Right now I'm piping out to bash, but there has to be a simple flag to log to file?
9600-
@9600-
Will just use bash and screenlog for the time being.
Maschine
@JokerMashine_twitter
i guess somewhere exist the trading channel
9600-
@9600-
#2747 has been updated with full stack trace failures from multiple pool nodes.
Geographically and vendor disparate systems seeing the same fatal error: concurrent map read and map write error.
clintar
@clintar
ew, that sounds bad. don't want to run that on my pool
9600-
@9600-
I thought it was related to soft fork voting, is not.
Same failure on about 5 nodes.
Geographically disparate systems, different hardware.
Same host OS and deployment template.
Seeing crashes as frequent as every hour. Thinking about shutting down for a few days, but that'll kill me.
clintar
@clintar
why not go back to old ver?
9600-
@9600-
I will. It wasnt crashing as frequently, and i've got a process watcher thats restarting the daemon.
But this is getting bad.
Bob Summerwill
@bobsummerwill
@JokerMashine_twitter There isn't a Gitter channel for trading, but there is this sub-Reddit: https://reddit.com/r/ethtrader. Best wishes!
Tim Coulter
@tcoulter
Does this error message represent an issue with my version of go-ethereum or simply bad data sent from a peer:
E0628 23:59:49.976830 core/blockchain.go:1128] Bad block #1789821 (0x32f861ad6119f74212ea75b9f3979d306792195d114c02a1857beb257c51a03d)
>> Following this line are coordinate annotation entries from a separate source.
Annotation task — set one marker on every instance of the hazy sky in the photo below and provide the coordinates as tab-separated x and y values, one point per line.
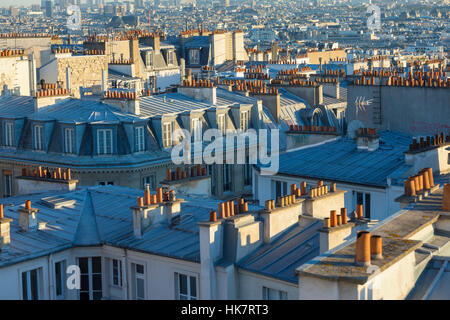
6	3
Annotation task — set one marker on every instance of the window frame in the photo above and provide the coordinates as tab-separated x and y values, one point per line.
8	134
38	131
167	128
244	120
62	279
139	276
194	56
72	144
139	139
7	184
119	273
91	275
221	123
103	132
196	129
227	183
189	278
26	285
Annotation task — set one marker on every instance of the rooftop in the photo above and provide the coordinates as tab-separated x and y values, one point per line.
96	216
398	234
341	161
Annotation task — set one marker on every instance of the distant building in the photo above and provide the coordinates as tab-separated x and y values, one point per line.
48	8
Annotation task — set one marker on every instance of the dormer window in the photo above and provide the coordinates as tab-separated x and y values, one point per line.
38	137
170	57
244	120
9	134
139	139
104	141
167	134
194	56
196	129
221	124
69	140
149	58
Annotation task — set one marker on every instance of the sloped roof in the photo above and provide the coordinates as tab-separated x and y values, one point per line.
282	256
101	215
340	160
E0628 23:59:49.976864 core/blockchain.go:1129]     Transaction w/ invalid nonce. tx=357  state=358)
Another similar one:
E0628 23:49:42.059413 core/blockchain.go:1128] Bad block #1788997 (0x4b30a68d9fadc5e11cdb7ef38ab5871b211bce7ec66d81aa15b972955c78c0d4)
E0628 23:49:42.059439 core/blockchain.go:1129]     invalid receipt root hash. received=8d02eb49065de266dec43a0c279c6902db8c13c896d8a12c05bd0128229e3adf calculated=d28d156461295ada771c34b7c651e0bf4cc124a8436bb0b8f4564f658b746927
infamousrev
@infamousrev
Hello, thinking about it I think the best fix for the soft-fork ddos problem is: instead of filtering based on code analysis we should simply blacklist the wallet addresses of the known malicious actors in the darkdao's and whitehatDao, this will allow the whitehats to do a exploit-drain-split without the attackers being able to join the split
infamousrev
@infamousrev

Hello, thinking about it I think the best fix for the soft-fork ddos problem is: instead of filtering based on code analysis we should simply blacklist/censor the wallet addresses of the known malicious actors in the darkdao's and whitehatDao, this will allow the whitehats to do a exploit-drain-split without the attackers being able to join the split

This method will not create the ddos problem, is still a softfork and still allow us to secure the dao funds.